In a consumed system, the first four roles belong to vendors and you are left holding the AI Customer column. The control still has to be satisfied. Your job shifts from implementing it to verifying that the responsible party implements it, and owning the residual where they do not.
The same control, owned differently¶
The point of the model is that a control does not disappear when you consume AI. It changes hands. Take three controls from elsewhere in this framework and trace who owns them in each configuration.

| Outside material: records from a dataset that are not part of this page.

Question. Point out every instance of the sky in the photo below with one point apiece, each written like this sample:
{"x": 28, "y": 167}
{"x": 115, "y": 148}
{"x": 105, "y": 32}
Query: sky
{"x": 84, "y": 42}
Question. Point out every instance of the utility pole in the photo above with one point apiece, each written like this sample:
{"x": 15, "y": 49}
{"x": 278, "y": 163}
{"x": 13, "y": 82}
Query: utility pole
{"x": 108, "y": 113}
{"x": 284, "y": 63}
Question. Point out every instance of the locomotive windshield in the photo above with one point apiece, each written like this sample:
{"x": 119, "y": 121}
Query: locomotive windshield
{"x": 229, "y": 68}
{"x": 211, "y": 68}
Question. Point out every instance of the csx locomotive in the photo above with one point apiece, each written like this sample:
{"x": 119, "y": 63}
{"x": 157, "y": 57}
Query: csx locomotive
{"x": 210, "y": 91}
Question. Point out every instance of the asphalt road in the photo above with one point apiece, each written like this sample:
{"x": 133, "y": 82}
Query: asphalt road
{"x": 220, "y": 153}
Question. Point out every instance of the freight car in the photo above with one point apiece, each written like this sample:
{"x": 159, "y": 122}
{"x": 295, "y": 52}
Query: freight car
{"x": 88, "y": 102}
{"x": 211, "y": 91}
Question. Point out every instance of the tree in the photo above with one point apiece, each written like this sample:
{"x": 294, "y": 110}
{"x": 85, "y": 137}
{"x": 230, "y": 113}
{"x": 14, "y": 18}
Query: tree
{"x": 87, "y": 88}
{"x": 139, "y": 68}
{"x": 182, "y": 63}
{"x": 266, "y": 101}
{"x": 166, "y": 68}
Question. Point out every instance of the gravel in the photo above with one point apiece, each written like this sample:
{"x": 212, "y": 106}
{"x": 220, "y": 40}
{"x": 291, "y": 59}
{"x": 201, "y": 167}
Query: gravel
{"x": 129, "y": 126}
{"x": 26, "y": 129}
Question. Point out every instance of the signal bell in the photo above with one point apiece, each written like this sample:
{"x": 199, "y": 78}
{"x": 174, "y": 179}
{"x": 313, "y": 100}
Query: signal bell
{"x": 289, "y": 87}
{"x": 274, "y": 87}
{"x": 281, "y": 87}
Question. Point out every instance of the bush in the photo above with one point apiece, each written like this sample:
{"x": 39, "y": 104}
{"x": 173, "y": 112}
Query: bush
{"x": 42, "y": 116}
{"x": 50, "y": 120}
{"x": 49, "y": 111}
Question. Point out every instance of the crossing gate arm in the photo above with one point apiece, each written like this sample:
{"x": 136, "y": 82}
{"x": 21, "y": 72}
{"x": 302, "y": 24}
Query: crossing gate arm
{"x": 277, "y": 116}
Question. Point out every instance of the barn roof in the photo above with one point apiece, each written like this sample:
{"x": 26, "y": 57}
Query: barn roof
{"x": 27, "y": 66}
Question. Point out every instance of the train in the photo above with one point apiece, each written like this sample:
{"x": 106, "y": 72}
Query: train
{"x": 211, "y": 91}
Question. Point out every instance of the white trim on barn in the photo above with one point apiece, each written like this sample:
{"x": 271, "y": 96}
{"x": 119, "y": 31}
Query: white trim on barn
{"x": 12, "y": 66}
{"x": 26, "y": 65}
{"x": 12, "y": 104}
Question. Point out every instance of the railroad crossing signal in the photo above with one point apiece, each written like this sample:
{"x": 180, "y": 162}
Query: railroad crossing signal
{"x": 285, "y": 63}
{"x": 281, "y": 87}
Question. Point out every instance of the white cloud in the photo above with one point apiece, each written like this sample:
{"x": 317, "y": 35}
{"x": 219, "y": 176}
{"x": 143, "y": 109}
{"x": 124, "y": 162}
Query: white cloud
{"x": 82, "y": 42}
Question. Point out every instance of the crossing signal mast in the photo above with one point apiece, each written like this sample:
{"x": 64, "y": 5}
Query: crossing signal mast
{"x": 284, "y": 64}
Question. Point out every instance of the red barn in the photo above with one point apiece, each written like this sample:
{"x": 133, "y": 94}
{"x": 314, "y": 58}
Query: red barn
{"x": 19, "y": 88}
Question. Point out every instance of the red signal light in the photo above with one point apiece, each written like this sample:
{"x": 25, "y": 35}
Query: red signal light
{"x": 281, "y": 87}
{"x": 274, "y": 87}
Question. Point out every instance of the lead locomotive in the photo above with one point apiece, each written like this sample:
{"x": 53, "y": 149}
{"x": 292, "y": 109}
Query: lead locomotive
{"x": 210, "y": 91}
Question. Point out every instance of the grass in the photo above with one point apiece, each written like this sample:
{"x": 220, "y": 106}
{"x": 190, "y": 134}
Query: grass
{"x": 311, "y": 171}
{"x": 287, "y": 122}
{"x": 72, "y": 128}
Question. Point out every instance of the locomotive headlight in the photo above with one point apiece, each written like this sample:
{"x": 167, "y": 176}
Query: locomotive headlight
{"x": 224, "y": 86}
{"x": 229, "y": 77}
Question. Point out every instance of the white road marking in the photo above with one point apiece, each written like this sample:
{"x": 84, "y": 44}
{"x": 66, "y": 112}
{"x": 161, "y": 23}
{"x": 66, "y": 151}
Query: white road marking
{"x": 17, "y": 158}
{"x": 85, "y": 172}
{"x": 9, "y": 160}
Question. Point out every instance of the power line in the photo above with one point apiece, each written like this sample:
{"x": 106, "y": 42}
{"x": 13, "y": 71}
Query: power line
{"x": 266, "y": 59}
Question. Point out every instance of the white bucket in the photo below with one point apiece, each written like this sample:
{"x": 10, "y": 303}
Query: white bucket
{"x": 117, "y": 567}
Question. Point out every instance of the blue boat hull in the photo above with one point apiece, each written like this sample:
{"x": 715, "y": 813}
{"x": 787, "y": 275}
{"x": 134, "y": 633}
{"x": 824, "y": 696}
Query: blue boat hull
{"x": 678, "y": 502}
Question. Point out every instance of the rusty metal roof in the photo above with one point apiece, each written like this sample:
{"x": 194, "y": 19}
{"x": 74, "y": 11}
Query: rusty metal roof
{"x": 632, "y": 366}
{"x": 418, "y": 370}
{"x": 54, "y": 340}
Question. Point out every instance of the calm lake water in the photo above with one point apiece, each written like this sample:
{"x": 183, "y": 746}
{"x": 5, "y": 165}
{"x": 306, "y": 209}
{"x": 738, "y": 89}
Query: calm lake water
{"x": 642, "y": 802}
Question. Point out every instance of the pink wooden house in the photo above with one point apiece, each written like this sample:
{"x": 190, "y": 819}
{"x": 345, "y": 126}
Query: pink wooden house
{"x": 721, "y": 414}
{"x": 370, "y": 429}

| Control | You build it | You consume it |
|---|---|---|
| Input guardrails (Three-Layer Model) | You implement and tune the guardrail. | The Application Provider implements it. You verify coverage and test it against your own injection cases. |
| Model-as-Judge gate (Judge Assurance) | You build, calibrate, and adversarially test the Judge. | Often absent in vendor products. You either accept the residual risk, add your own outbound Judge at the integration boundary, or restrict the use case. |
| Runtime identity and scope (IAM Governance) | You issue agent identities and scope every tool call. | The Orchestrator and Application Provider scope the agent. You own the credentials and data the agent acts on, and the blast radius inside your tenant. |
The pattern is consistent. What you build, you own. What you consume, you verify and bound. The residual, the part no vendor will own, almost always lands back on the AI Customer: use-case fitness, the data you feed in, and accountability when the output is wrong.
How to use this¶
- Place yourself in the stack for each AI system. For each one, which of the five roles do you actually hold? Most portfolios are mixed: you build some systems and consume others.
- For controls you own, implement them. The rest of the framework tells you how.
- For controls a vendor owns, verify them. Turn the relevant control pages into questions. The Vendor Assessment Questionnaire and the CSA AI-CAIQ are built for exactly this.
- For the residual, accept it consciously. Document what no party owns, decide whether the use case is still appropriate, and record the risk acceptance. This is the AI Customer's irreducible job.
This maps directly onto the framework's two-track design. The full control architecture is for systems you build. For systems you consume, the framework is the mental model that tells you which questions to ask and which residual risks are yours. See Maturity Levels for how the two tracks progress.
What this is not¶
This is not a way to offload accountability. A vendor owning a control reduces your implementation burden, not your accountability to your own customers and regulators. If a consumed AI system harms your customer, "the vendor owned that control" is an explanation, not a defence. The AI Customer role exists precisely because someone has to own the outcome end to end, and that someone is you.